Leaders at UN Express Concern About Anti-Islam Violence, Syria
September 25, 2012
U.S. President Barack Obama urged world leaders to speak out strongly against violence and extremism in the wake of an anti-Islam video that sparked international protests. Speaking Tuesday at the start of the U.N. General Assembly annual debate, Obama and other leaders also demanded an end to the violence that has killed more than 20,000 people in Syria.
Obama said the recent attack on the U.S. consulate in Benghazi, Libya, in which four Americans were killed, was not just an attack on America, but upon the ideals on which the United Nations was founded.
He called the anti-Islam amateur video that triggered the attack and subsequent protests around the world “crude and disgusting” and reasserted that the U.S. government had nothing to do with the film, which was made by a man in California.
“There are no words that excuse the killing of innocents.

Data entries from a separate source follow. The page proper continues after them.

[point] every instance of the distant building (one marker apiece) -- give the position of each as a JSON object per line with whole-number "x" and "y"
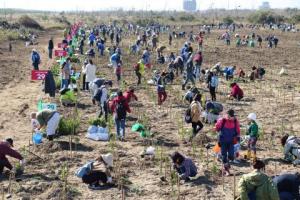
{"x": 265, "y": 5}
{"x": 189, "y": 5}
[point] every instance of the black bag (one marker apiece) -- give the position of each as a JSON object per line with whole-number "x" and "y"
{"x": 121, "y": 109}
{"x": 188, "y": 116}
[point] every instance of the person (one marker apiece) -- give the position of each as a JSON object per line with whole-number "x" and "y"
{"x": 198, "y": 62}
{"x": 48, "y": 119}
{"x": 36, "y": 60}
{"x": 196, "y": 111}
{"x": 189, "y": 71}
{"x": 291, "y": 146}
{"x": 65, "y": 74}
{"x": 236, "y": 92}
{"x": 96, "y": 179}
{"x": 90, "y": 72}
{"x": 120, "y": 108}
{"x": 257, "y": 185}
{"x": 229, "y": 132}
{"x": 83, "y": 70}
{"x": 184, "y": 166}
{"x": 101, "y": 96}
{"x": 6, "y": 150}
{"x": 288, "y": 186}
{"x": 50, "y": 47}
{"x": 213, "y": 85}
{"x": 129, "y": 95}
{"x": 252, "y": 133}
{"x": 118, "y": 73}
{"x": 161, "y": 90}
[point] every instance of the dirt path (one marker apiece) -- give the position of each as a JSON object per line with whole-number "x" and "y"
{"x": 18, "y": 94}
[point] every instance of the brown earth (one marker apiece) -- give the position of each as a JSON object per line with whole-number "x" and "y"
{"x": 275, "y": 100}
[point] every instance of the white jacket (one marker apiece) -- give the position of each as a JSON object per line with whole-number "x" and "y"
{"x": 90, "y": 71}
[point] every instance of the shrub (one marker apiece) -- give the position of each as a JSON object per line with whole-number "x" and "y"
{"x": 228, "y": 20}
{"x": 68, "y": 126}
{"x": 28, "y": 22}
{"x": 268, "y": 17}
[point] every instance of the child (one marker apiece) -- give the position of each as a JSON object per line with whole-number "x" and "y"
{"x": 253, "y": 134}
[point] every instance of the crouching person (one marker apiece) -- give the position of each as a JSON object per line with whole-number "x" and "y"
{"x": 47, "y": 119}
{"x": 99, "y": 178}
{"x": 6, "y": 150}
{"x": 291, "y": 146}
{"x": 184, "y": 166}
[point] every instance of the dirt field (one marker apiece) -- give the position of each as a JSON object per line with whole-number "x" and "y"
{"x": 275, "y": 100}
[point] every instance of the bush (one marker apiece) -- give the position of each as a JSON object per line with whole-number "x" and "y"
{"x": 68, "y": 126}
{"x": 28, "y": 22}
{"x": 267, "y": 17}
{"x": 228, "y": 20}
{"x": 98, "y": 122}
{"x": 187, "y": 18}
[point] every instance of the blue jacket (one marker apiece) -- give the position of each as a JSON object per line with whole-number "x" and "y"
{"x": 35, "y": 57}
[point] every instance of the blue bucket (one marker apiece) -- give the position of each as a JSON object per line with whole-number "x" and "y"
{"x": 37, "y": 138}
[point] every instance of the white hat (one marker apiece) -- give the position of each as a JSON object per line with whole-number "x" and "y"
{"x": 252, "y": 116}
{"x": 108, "y": 159}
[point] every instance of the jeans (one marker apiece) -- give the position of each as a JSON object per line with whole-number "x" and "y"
{"x": 4, "y": 163}
{"x": 35, "y": 66}
{"x": 64, "y": 83}
{"x": 120, "y": 127}
{"x": 50, "y": 53}
{"x": 227, "y": 151}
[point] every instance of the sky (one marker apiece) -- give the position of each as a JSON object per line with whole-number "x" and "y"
{"x": 93, "y": 5}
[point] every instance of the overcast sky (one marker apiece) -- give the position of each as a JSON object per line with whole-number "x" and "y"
{"x": 92, "y": 5}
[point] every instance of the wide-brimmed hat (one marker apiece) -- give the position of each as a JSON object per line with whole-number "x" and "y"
{"x": 108, "y": 159}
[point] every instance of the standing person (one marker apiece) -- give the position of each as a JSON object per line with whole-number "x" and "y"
{"x": 198, "y": 59}
{"x": 50, "y": 47}
{"x": 6, "y": 150}
{"x": 83, "y": 70}
{"x": 184, "y": 166}
{"x": 229, "y": 132}
{"x": 65, "y": 74}
{"x": 236, "y": 92}
{"x": 48, "y": 119}
{"x": 257, "y": 185}
{"x": 101, "y": 96}
{"x": 252, "y": 132}
{"x": 189, "y": 72}
{"x": 196, "y": 111}
{"x": 161, "y": 90}
{"x": 118, "y": 73}
{"x": 288, "y": 186}
{"x": 213, "y": 85}
{"x": 36, "y": 60}
{"x": 90, "y": 71}
{"x": 120, "y": 109}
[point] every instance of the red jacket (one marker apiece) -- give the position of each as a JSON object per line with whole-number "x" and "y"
{"x": 6, "y": 150}
{"x": 116, "y": 100}
{"x": 129, "y": 95}
{"x": 236, "y": 91}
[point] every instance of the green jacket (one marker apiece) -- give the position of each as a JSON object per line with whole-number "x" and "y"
{"x": 253, "y": 130}
{"x": 265, "y": 188}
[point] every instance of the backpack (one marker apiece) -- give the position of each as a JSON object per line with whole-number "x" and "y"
{"x": 188, "y": 116}
{"x": 121, "y": 109}
{"x": 84, "y": 170}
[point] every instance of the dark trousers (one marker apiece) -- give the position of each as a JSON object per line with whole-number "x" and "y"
{"x": 94, "y": 178}
{"x": 227, "y": 151}
{"x": 212, "y": 91}
{"x": 197, "y": 126}
{"x": 50, "y": 53}
{"x": 83, "y": 82}
{"x": 4, "y": 163}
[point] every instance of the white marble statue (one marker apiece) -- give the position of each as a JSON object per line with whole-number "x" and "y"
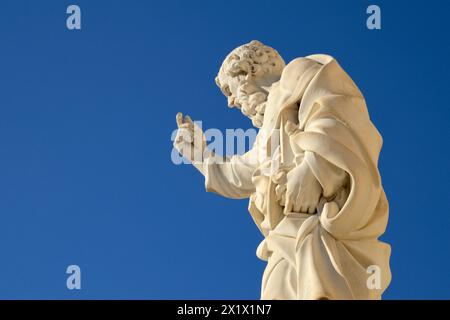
{"x": 311, "y": 176}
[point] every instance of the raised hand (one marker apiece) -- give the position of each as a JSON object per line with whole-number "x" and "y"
{"x": 190, "y": 140}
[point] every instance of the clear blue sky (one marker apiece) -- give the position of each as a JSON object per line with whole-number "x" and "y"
{"x": 86, "y": 117}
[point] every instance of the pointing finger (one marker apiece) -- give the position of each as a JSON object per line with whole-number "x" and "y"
{"x": 179, "y": 118}
{"x": 188, "y": 119}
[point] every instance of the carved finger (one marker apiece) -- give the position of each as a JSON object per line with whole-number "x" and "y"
{"x": 279, "y": 190}
{"x": 179, "y": 119}
{"x": 297, "y": 206}
{"x": 288, "y": 207}
{"x": 283, "y": 200}
{"x": 290, "y": 128}
{"x": 188, "y": 119}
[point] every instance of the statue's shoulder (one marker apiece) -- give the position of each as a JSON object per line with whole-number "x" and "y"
{"x": 294, "y": 70}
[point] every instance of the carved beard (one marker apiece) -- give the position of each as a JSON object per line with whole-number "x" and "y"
{"x": 253, "y": 106}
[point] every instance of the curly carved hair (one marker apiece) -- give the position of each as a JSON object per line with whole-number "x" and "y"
{"x": 252, "y": 60}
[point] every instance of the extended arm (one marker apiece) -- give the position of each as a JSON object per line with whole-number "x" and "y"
{"x": 229, "y": 177}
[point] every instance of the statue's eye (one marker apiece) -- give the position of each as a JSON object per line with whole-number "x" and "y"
{"x": 226, "y": 91}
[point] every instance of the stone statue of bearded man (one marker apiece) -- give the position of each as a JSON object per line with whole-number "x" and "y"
{"x": 311, "y": 176}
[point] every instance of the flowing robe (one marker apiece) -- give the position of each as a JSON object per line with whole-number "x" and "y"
{"x": 325, "y": 255}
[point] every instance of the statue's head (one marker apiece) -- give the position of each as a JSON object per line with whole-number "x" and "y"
{"x": 246, "y": 75}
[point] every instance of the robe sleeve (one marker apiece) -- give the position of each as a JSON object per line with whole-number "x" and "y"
{"x": 231, "y": 178}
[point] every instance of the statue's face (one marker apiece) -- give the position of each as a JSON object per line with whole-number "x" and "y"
{"x": 246, "y": 95}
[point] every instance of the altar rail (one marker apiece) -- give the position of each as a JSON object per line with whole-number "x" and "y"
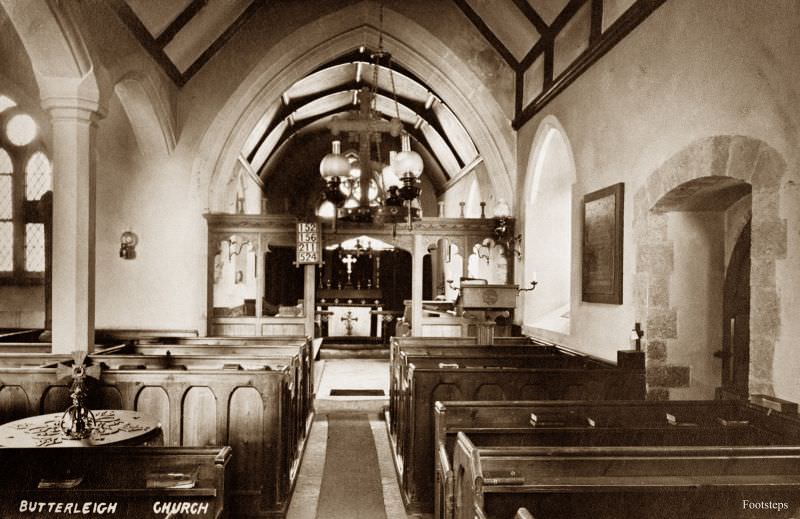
{"x": 249, "y": 410}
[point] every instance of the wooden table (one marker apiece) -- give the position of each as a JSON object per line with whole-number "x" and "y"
{"x": 113, "y": 427}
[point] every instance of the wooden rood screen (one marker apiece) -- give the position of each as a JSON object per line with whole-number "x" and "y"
{"x": 250, "y": 410}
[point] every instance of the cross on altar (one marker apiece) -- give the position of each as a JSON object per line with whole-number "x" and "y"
{"x": 348, "y": 320}
{"x": 368, "y": 127}
{"x": 348, "y": 261}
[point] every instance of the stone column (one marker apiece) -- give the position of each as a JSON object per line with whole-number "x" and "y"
{"x": 309, "y": 297}
{"x": 73, "y": 223}
{"x": 416, "y": 284}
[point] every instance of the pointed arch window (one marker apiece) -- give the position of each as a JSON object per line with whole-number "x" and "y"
{"x": 25, "y": 177}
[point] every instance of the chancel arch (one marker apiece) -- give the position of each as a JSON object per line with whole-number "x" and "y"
{"x": 546, "y": 212}
{"x": 681, "y": 214}
{"x": 337, "y": 34}
{"x": 151, "y": 117}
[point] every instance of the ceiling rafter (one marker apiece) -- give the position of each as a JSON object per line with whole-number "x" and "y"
{"x": 144, "y": 38}
{"x": 566, "y": 14}
{"x": 155, "y": 46}
{"x": 279, "y": 148}
{"x": 487, "y": 33}
{"x": 179, "y": 22}
{"x": 223, "y": 39}
{"x": 431, "y": 120}
{"x": 623, "y": 26}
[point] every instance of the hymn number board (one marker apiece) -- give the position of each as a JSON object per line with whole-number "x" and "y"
{"x": 309, "y": 239}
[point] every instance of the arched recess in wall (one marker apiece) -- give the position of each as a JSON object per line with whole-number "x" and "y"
{"x": 322, "y": 41}
{"x": 681, "y": 214}
{"x": 473, "y": 207}
{"x": 546, "y": 213}
{"x": 150, "y": 116}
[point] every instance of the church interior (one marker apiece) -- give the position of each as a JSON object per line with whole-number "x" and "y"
{"x": 464, "y": 259}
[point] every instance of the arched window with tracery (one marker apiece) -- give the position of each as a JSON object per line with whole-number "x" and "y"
{"x": 25, "y": 176}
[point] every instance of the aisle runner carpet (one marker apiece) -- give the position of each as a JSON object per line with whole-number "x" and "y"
{"x": 351, "y": 481}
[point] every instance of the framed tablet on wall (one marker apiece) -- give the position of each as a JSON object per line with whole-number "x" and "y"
{"x": 602, "y": 245}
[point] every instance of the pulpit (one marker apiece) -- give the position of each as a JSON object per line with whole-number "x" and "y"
{"x": 481, "y": 304}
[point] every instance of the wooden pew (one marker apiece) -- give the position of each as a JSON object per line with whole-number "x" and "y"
{"x": 20, "y": 336}
{"x": 399, "y": 365}
{"x": 250, "y": 410}
{"x": 729, "y": 423}
{"x": 115, "y": 481}
{"x": 427, "y": 384}
{"x": 424, "y": 344}
{"x": 467, "y": 357}
{"x": 630, "y": 482}
{"x": 242, "y": 346}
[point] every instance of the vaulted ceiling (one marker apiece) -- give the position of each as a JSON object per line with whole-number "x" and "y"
{"x": 546, "y": 43}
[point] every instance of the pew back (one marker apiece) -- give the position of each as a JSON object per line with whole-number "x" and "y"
{"x": 119, "y": 481}
{"x": 250, "y": 410}
{"x": 415, "y": 442}
{"x": 612, "y": 482}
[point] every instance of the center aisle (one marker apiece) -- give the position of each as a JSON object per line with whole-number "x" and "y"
{"x": 351, "y": 482}
{"x": 347, "y": 470}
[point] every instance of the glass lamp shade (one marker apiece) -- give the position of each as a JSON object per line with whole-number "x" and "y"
{"x": 408, "y": 161}
{"x": 501, "y": 209}
{"x": 372, "y": 193}
{"x": 326, "y": 210}
{"x": 334, "y": 164}
{"x": 390, "y": 177}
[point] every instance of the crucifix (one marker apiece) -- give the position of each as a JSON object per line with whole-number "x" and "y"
{"x": 348, "y": 261}
{"x": 348, "y": 320}
{"x": 367, "y": 127}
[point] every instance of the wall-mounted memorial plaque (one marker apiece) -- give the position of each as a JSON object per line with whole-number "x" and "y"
{"x": 309, "y": 241}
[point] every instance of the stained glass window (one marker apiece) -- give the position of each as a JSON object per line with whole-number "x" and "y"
{"x": 5, "y": 163}
{"x": 21, "y": 129}
{"x": 37, "y": 176}
{"x": 6, "y": 200}
{"x": 34, "y": 247}
{"x": 6, "y": 213}
{"x": 22, "y": 225}
{"x": 6, "y": 103}
{"x": 6, "y": 246}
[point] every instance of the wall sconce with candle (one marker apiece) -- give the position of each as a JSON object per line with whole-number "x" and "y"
{"x": 127, "y": 247}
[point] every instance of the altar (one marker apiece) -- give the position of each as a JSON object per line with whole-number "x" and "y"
{"x": 350, "y": 321}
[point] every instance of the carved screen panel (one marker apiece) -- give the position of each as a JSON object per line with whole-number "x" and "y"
{"x": 234, "y": 285}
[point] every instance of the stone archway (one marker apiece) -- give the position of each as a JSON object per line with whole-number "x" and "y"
{"x": 746, "y": 159}
{"x": 347, "y": 29}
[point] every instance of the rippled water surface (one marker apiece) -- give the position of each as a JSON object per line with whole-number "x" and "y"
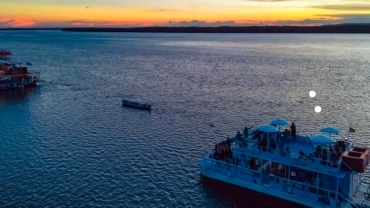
{"x": 70, "y": 143}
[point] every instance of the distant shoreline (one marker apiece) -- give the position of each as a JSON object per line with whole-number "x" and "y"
{"x": 248, "y": 29}
{"x": 342, "y": 28}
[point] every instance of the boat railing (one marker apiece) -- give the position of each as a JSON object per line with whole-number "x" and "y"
{"x": 286, "y": 182}
{"x": 302, "y": 159}
{"x": 309, "y": 187}
{"x": 350, "y": 199}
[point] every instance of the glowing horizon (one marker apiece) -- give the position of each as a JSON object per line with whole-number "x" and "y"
{"x": 123, "y": 13}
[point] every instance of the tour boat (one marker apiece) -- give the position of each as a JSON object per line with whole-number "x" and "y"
{"x": 15, "y": 75}
{"x": 315, "y": 171}
{"x": 5, "y": 54}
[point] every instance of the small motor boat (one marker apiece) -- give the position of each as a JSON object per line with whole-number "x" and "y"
{"x": 131, "y": 104}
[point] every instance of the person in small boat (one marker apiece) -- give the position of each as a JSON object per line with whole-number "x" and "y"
{"x": 301, "y": 155}
{"x": 293, "y": 131}
{"x": 246, "y": 129}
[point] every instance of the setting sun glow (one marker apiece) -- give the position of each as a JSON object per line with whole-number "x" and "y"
{"x": 113, "y": 13}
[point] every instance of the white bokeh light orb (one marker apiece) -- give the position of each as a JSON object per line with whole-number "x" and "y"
{"x": 312, "y": 93}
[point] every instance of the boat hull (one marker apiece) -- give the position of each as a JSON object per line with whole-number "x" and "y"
{"x": 14, "y": 85}
{"x": 136, "y": 105}
{"x": 255, "y": 185}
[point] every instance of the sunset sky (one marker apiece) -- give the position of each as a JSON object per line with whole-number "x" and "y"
{"x": 132, "y": 13}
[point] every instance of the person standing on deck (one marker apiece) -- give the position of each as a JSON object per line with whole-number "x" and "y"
{"x": 246, "y": 129}
{"x": 293, "y": 131}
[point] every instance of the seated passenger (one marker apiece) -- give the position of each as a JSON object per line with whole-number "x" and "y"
{"x": 301, "y": 155}
{"x": 293, "y": 174}
{"x": 228, "y": 142}
{"x": 272, "y": 145}
{"x": 318, "y": 151}
{"x": 252, "y": 164}
{"x": 287, "y": 152}
{"x": 238, "y": 136}
{"x": 324, "y": 157}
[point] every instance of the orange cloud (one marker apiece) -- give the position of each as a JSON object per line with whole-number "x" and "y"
{"x": 7, "y": 21}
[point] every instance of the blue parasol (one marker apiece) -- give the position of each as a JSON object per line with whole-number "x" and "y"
{"x": 267, "y": 128}
{"x": 330, "y": 130}
{"x": 279, "y": 122}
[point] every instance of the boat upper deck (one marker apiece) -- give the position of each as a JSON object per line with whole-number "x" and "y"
{"x": 300, "y": 153}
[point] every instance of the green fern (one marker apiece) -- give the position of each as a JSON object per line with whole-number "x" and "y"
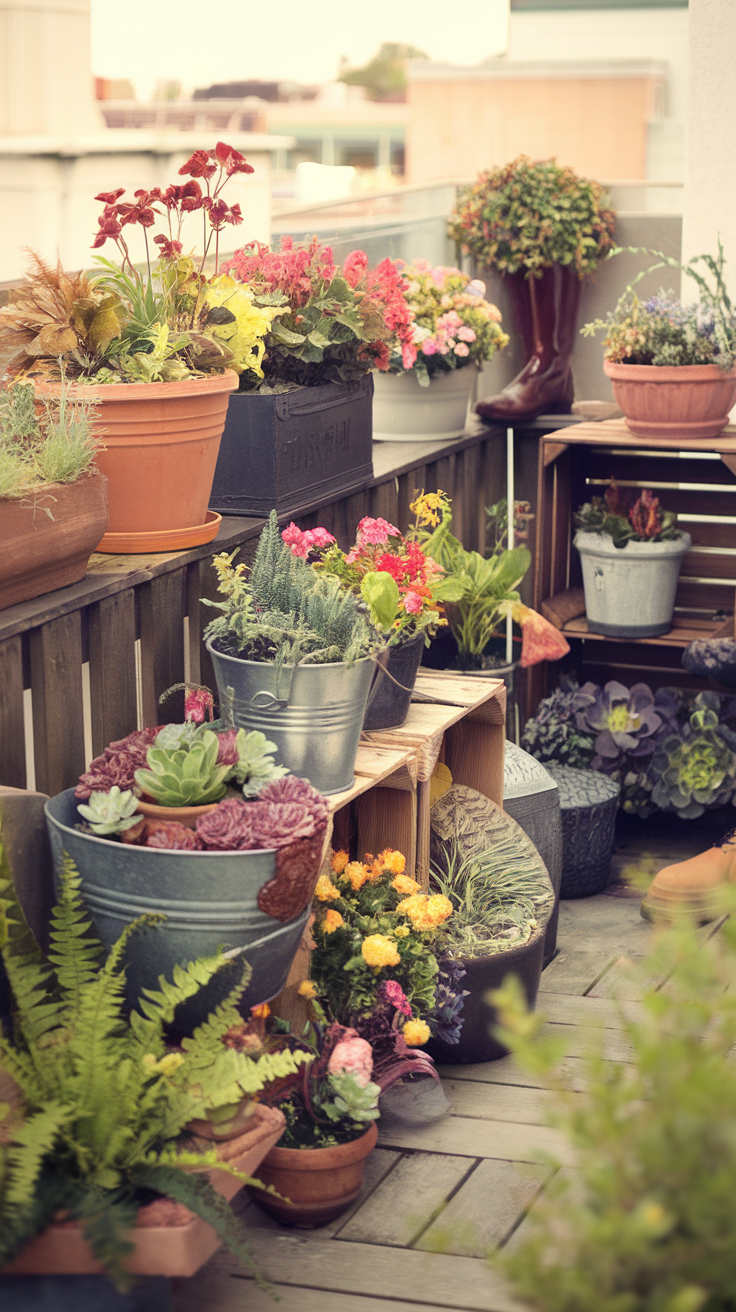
{"x": 102, "y": 1098}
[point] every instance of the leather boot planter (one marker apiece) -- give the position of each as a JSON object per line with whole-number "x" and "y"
{"x": 545, "y": 312}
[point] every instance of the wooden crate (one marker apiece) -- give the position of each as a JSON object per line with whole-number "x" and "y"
{"x": 697, "y": 480}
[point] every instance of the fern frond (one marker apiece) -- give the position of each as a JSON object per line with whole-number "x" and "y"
{"x": 197, "y": 1193}
{"x": 74, "y": 949}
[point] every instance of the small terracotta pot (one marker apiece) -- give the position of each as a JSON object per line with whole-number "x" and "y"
{"x": 316, "y": 1184}
{"x": 168, "y": 1239}
{"x": 673, "y": 402}
{"x": 183, "y": 815}
{"x": 45, "y": 551}
{"x": 160, "y": 445}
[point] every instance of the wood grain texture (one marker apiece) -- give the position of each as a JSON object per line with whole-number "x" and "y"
{"x": 12, "y": 738}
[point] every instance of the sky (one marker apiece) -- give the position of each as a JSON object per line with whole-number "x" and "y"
{"x": 200, "y": 43}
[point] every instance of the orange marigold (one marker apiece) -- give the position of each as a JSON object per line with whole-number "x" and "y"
{"x": 326, "y": 890}
{"x": 378, "y": 950}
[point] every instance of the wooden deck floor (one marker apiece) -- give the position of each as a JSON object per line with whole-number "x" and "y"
{"x": 436, "y": 1199}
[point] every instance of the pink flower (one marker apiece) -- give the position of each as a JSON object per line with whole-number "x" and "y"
{"x": 352, "y": 1056}
{"x": 375, "y": 532}
{"x": 295, "y": 541}
{"x": 412, "y": 602}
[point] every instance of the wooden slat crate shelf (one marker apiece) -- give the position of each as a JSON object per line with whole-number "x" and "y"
{"x": 694, "y": 479}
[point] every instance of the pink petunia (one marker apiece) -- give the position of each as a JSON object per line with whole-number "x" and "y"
{"x": 375, "y": 532}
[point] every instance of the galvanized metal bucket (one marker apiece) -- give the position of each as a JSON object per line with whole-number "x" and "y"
{"x": 312, "y": 713}
{"x": 209, "y": 900}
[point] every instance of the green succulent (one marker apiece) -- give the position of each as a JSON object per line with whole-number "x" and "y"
{"x": 697, "y": 768}
{"x": 255, "y": 762}
{"x": 184, "y": 777}
{"x": 110, "y": 812}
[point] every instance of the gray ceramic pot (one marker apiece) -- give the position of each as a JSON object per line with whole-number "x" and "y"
{"x": 312, "y": 713}
{"x": 209, "y": 900}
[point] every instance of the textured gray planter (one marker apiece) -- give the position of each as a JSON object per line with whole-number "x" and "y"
{"x": 290, "y": 450}
{"x": 630, "y": 591}
{"x": 210, "y": 899}
{"x": 531, "y": 798}
{"x": 312, "y": 713}
{"x": 588, "y": 807}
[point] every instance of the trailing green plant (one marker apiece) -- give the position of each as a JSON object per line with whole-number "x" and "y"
{"x": 531, "y": 214}
{"x": 646, "y": 1220}
{"x": 286, "y": 612}
{"x": 661, "y": 329}
{"x": 110, "y": 812}
{"x": 57, "y": 446}
{"x": 185, "y": 776}
{"x": 694, "y": 769}
{"x": 625, "y": 518}
{"x": 101, "y": 1100}
{"x": 500, "y": 898}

There is no video that justifies an attack on an embassy. There is no slander that provides an excuse for people to burn a restaurant in Lebanon, or destroy a school in Tunis, or cause death and destruction in Pakistan," he said.
Obama also sought to reassure Israel and warn Iran over its controversial nuclear program. “Let me be clear: America wants to resolve this issue through diplomacy, and we believe that there is still time and space to do so. But that time is not unlimited," he said.